One of our favorite towns to visit on our cycling tours is the beautiful historic Pre Alps town of Bassano del Grappa. Our spring trips in the area give us the opportunity to indulge in the area’s renowned white asparagus, which appears mid-March to mid-June. The origins of the delicacy date from as early as 1200.
There are several legends surrounding it’s origin in the area, one attributes its discovery to an extremely violent hailstorm, which destroyed most of the harvest. The farmers, desperate for food of any kind, plowed the land under in a search for edible roots and tubers and discovered a delicacy: the tasty, pleasant white asparagus. In the 1500 and 1600s, the white asparagus of Bassano was prized, reserved for the banquets of the nobles of the Venetian empire. The most ancient recipe was asparagus and eggs, with olive oil and pepper.
What is white asparagus? It is simply green asparagus that has been deprived of light, preventing it from turning green. Today, it is covered with a thick layer of mulch and plastic. This process, called etoilation, creates pale white spears that have a more delicate flavor than their green counterparts.
In Bassano, the asparagus found the ideal environment: sandy, soft, well-drained and slightly calcareous soil on the banks of the Brenta River. The soil type, combined with a particularly mild climate, produces a product recognized for its quality the world over. Its’ pale color, tenderness and sweet-sour perfume make it particularly well-suited for rice dishes, soups, pasta and salads. Its tenderness allows one to enjoy the entire length. Due to its quality and delicacy, it is quite perishable and must be correctly conserved and served within a few days.
The following recipe is from La Cucina Italiana, a classic combination of asparagus and eggs. You can either serve the sauce on the side, and dip individual spears into the sauce, or toss the spears with the sauce and serve, topped with additional egg whites. This is a great spring recipe for fresh asparagus of any color! Enjoy with a nice white wine from the nearby Breganze wine region, such as their Bianco (a blend of the local grape Tai) or Vespaiolo.
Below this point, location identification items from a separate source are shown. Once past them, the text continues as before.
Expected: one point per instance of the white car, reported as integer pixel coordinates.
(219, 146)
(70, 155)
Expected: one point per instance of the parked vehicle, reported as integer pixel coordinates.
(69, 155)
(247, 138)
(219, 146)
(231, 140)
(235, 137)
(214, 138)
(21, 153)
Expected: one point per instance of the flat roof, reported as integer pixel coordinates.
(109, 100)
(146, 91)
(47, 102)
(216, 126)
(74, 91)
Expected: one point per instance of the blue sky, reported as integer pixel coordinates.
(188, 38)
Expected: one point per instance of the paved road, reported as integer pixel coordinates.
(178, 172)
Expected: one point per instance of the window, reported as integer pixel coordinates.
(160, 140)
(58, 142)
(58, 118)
Asparagi di Bassano Con Salsa di Uove Sode
- 1 lb. asparagus, woody ends trimmed and peeled if skin seems thick
- 3 large, hard boiled eggs, shells removed and cut in half, yolks separated
- 2 tablespoons lemon juice
- 1/2 cup extra virgin olive oil
- 2 salt cured anchovy filets, boned, rinsed and chopped
- 1 tablespoon capers, rinsed and chopped
- Kosher salt and freshly ground pepper
- Tie the asparagus stalks in small bunches and stand them up in a high, narrow pan. My pan is not narrow enough, so I use mason jars to take up any excess space, so the asparagus bundles are upright. Add water to about two-thirds up the length of the stalks, the tips should be above the water, and simmer them until tender, about 8 minutes.
- To make the sauce, press the hard boiled egg yolks through a sieve, into a small bowl. Stir in the lemon juice, and then, stirring constantly, slowly drizzle in the olive oil. Chop the egg whites and add most of them to the sauce, reserving a bit for garnish. Add the anchovies and capers; season with salt and pepper, and additional lemon juice if desired.